1954 darbesinden sonra uzun zaman İhvan kendisini toparlayamaımştı. Hatta İmam Hudaybi tüm ümidini yitirmişti. Çünkü İhvan teşkilatı tamamen fesh edilmiş, onbinlerce mensubu zindanlarda çürütülmüştü. Aynı yıl Seyyid Kutub da tevkif edilmiş ve onbeş yıl ağır hapse mahkum edilmişti. Üstad Kutup, zindanlarda dahi Benna'nın aktivitesini akidevi ve fikri bir temele oturtmak için bir çok eserler kaleme almıştır. Bu temelin, 'İslami değerler’ ile 'cahili değerler'in birbirlerinden ayrılmasıyla başladığını defalarca üzerine basa basa söylemiştir. Kral Cemal’ın zindanlarında yazdığı 'Yoldaki İşaretler' adlı kitab, İslam'ın unutulmuş kavramlarını asli kimliğine oturtup, İslam ve cahiliyenin bütün sıfatlarını ortaya dö­kerek tanıtma fırsatını kolaylaştırmıştır.

İhvan mensupları on yılı aşkın bir suskunluk devresi geçirdiler. 1938 Filistin doğumlu Salih Seriye bu suskun­luğa razı olmamış ve hemen İhvan'ın eski liderleriyle ye­niden ne yapılması konusunda temasa geçmiştir. Onlar­dan olumlu netice alamayınca, işin başına kaldığını farketmiş ve hemen hareketi genç subaylardan teşekkül et­mişti. Bundan önce de Zeynep Gazali (Mekke'de) Abdülfettah ile İhvan hareketini yeniden diriltmek için araların­da karar alarak harekete geçmişlerdi.

1965 yıllarına gelindiğinde, İhvan tekrar güçlenip ha­rekete geçince despot yöneticiler tarafından mevcut düze­ni devirmek suçundan Seyyid Kutub'un yazdığı 'Yoldaki İşaretler' adlı kitap her tarafta toplatıldı ve akabinde kırkbin müslüman daha zindanlara atıldı. Zindana atılan bu insanlar aleyhine öylesine bir kamuoyu oluşturuldu ki, gerçekten bunların terör olaylarına karıştığı yaygarası ile halkın zihninde İslami harekete karşı nefret uyandırmak amaçlanıyordu. Nihayet 1966'da hareketin öncülerinden üstad Kutup ile arkadaşları savunmasız bir şekilde idam edildiler. Diğer yandan Kutub'un kardeşleri Muhammed, Emine ve Hamide Kutuplar da hapse atılarak işkenceye tabi tutulanlar arasına alındılar.

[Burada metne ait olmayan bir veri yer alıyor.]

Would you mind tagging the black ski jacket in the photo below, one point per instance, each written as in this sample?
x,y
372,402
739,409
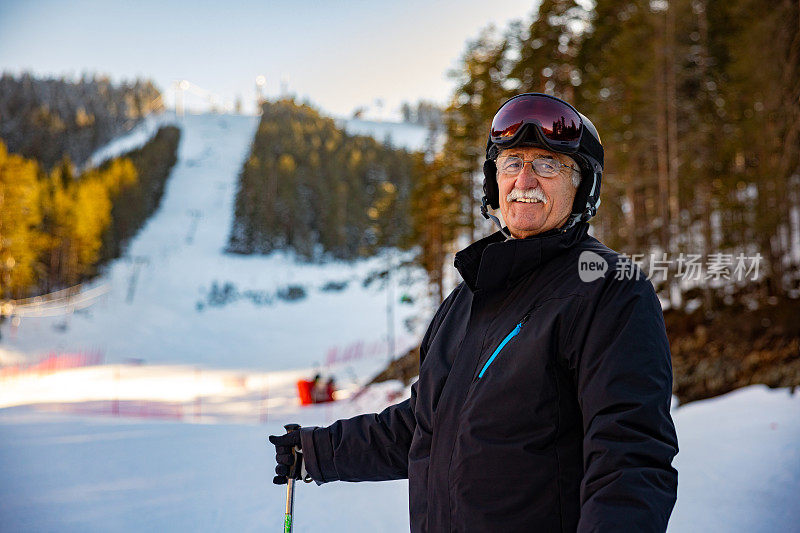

1928'de Hasan el-Benna'nın İslam nizamını İhya etmek için kurduğu İhvan-ı Müslimin teş­kilatı ile başlayan İslami hareket, çeşitli derelerden geç­miş, teşkilatın öncüleri ülkenin zalim despotları tarafın­dan suikaste uğramış, kimileri asılmış, kimileri de işkence altında öldürülmüştü. Örgütün genel Mürşidi Benna 1949'da Kral Faruk'un ajanları tarafından; Abdulkadir Udehler 1954'de, Seyyid Kutuplar 1966'da Kral Nasır ta­rafından; Salih Sedyeler 1974'de, Mustafa Şükrüler 1977'de Abdusselam Ferecler 1981'de Enver Sedat tara­fından; Halid İslambuliler de Hüsnü Mübarek tarafından şehid edilmişlerdi.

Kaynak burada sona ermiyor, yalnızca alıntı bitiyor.